A key assumption in this work is that one can measure gold standard outcomes and perform an unbiased evaluation of the underlying prediction model. One must verify these assumptions hold, at least approximately, before applying MarBLR and BLR. In our case study, we considered a risk prediction model for predicting COPD diagnosis. This model may influence clinical decision making and perturb the distribution of both the covariates and the outcome, thereby complicating model evaluation and updating. This issue called “performative prediction”³⁸ can be even more severe in high acuity settings where ML recommendations are designed to change clinical workflows. Nevertheless, one may be able to obtain more accurate patient outcomes by incorporating a lag time, during which missed diagnoses are corrected. Another option is to consider the counterfactual framework and define the true outcome as the outcome that would have been observed, had the ML prediction not been made available to the clinician. Two avenues for identifying this true outcome are to either randomize a subset of patients to receive no ML prediction or use a causal inference/missing data framework. Both options come with substantial challenges and require further research.³⁹

In this paper, we require the user to decide the class of logistic revisions upfront. That is, they must decide between online model recalibration versus revision; if they choose the latter, they must decide which variables to include and whether to incorporate a continually refitted model. Because future data distributions are unknown, it is difficult to anticipate which type of model revision will lead to best online performance. As seen in the COPD case study, the logistic model revisions with respect to the selected patient variables did not improve model discrimination but incorporating a continually refitted model did. Instead of requiring a model revision class to be selected upfront, future extensions of MarBLR/BLR may be able to incorporate model selection using a hierarchical modeling approach such as in McCormick et al.¹⁴ In addition, new biomarkers will be discovered as the biomedical field continues to advance. An important use case is to let the model developer add these newly discovered biomarkers to the online model revision procedure.

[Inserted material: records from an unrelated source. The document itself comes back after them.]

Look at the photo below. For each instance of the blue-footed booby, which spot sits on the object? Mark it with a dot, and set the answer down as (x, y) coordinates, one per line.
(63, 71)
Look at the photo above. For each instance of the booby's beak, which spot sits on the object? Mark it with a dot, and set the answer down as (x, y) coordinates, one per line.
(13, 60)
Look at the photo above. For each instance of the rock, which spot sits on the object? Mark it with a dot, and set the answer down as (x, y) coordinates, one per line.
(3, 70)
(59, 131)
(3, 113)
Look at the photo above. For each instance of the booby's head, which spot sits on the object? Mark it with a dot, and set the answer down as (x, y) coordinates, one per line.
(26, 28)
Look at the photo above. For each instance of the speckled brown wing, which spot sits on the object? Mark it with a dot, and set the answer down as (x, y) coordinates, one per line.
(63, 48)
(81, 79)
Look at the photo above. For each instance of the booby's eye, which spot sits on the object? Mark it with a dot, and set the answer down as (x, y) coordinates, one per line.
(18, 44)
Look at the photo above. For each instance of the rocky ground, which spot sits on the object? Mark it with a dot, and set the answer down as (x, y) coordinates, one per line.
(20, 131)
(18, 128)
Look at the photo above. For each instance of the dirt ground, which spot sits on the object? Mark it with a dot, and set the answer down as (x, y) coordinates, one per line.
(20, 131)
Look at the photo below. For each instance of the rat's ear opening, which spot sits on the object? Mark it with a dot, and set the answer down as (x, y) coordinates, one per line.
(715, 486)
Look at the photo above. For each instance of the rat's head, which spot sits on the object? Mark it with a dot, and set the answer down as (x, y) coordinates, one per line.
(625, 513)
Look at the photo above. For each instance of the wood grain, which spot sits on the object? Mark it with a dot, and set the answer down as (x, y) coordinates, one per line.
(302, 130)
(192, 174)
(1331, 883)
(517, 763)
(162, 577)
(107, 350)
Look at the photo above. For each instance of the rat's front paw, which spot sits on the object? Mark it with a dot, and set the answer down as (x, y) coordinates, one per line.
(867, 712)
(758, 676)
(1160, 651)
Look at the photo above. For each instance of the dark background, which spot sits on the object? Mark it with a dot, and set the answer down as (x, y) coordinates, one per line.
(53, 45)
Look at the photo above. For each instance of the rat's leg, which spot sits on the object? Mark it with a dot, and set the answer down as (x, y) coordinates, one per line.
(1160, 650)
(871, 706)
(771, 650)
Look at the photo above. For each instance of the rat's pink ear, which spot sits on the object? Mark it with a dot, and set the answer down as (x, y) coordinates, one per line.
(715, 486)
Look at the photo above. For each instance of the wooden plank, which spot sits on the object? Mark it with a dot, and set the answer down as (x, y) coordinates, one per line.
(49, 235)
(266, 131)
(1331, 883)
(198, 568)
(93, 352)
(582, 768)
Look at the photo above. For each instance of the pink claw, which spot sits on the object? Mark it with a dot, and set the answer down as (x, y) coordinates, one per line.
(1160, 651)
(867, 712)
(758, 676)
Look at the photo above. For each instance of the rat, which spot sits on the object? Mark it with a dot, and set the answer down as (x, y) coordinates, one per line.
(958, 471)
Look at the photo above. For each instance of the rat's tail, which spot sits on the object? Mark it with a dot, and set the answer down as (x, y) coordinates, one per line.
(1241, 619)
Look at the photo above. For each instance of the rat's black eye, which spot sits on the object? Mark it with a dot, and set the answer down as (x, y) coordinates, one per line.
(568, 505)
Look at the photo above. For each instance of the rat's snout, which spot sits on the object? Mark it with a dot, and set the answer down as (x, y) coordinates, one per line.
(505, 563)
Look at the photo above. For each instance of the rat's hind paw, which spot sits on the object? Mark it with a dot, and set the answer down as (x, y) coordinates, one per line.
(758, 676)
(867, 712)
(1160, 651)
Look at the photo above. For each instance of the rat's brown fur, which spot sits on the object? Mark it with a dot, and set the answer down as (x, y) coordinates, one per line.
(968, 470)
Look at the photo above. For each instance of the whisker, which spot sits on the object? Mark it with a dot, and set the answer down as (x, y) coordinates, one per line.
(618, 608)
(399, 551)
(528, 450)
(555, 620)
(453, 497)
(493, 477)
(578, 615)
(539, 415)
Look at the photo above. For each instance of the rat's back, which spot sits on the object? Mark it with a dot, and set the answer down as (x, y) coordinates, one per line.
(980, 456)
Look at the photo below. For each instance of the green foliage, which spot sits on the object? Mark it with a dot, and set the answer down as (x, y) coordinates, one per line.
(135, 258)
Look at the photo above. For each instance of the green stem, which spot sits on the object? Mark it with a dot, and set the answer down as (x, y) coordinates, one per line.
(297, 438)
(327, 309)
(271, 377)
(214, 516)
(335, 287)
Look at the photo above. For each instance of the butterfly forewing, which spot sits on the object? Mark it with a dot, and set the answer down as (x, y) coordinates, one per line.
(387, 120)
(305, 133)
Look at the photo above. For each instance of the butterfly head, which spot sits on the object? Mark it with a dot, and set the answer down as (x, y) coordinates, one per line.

Finally, a limitation of the current work is that the derived regret bounds scale linearly with the number of variables used during online model revision. As such, MarBLR and BLR may not provide meaningful safety guarantees in high-dimensional settings. Because many modern ML algorithms analyze a large number of variables, future work should look to refine our regret bounds by characterizing, say, the L1-norm or sparsity of the oracle model revision.²⁰

CONCLUSION

Our theoretical and empirical results support the use of online model revision by BLR or MarBLR over other online methods for regular monitoring and updating of clinical prediction algorithms when performance drift is of concern.

FUNDING

This work was supported by the Food and Drug Administration (FDA) of the U.S. Department of Health and Human Services (HHS) as part of a financial assistance award Center of Excellence in Regulatory Science and Innovation grant to University of California, San Francisco (UCSF) and Stanford University, U01FD005978 totaling $79 250 with 100% funded by FDA/HHS. The contents are those of the author(s) and do not necessarily represent the official views of, nor an endorsement, by FDA/HHS, or the U.S. Government.

AUTHOR CONTRIBUTIONS

Conceptualization: JF, AG, BS, RP. Manuscript drafting and/or editing: JF, AG, BS, RP. Development and analysis of methodology: JF, AG. Empirical investigation and validation: JF, AG.

SUPPLEMENTARY MATERIAL

Supplementary material is available at Journal of the American Medical Informatics Association online.

Supplementary Material

ocab280_Supplementary_Data

Click here for additional data file.^{(701.8KB, pdf)}

ACKNOWLEDGMENTS

This work was greatly improved by helpful suggestions and feedback from Pang Wei Koh and Andrew Magee. We thank Ari Hoffman, Mark Pletcher, and Jennifer Creasman for sharing the COPD dataset.

CONFLICT OF INTEREST STATEMENT

None declared.

DATA AVAILABILITY

Simulation data can be reproduced using code available at http://github.com/jjfeng/bayesian_model_revision. The COPD dataset cannot be shared publicly due to patient privacy. The data will be shared on reasonable request to the corresponding author.

Contributor Information

Jean Feng, Department of Epidemiology and Biostatistics, University of California, San Francisco, San Francisco, California, USA.

Alexej Gossmann, CDRH-Center for Devices and Radiological Health, Food and Drug Administration, Silver Spring, Maryland, USA.

Berkman Sahiner, CDRH-Center for Devices and Radiological Health, Food and Drug Administration, Silver Spring, Maryland, USA.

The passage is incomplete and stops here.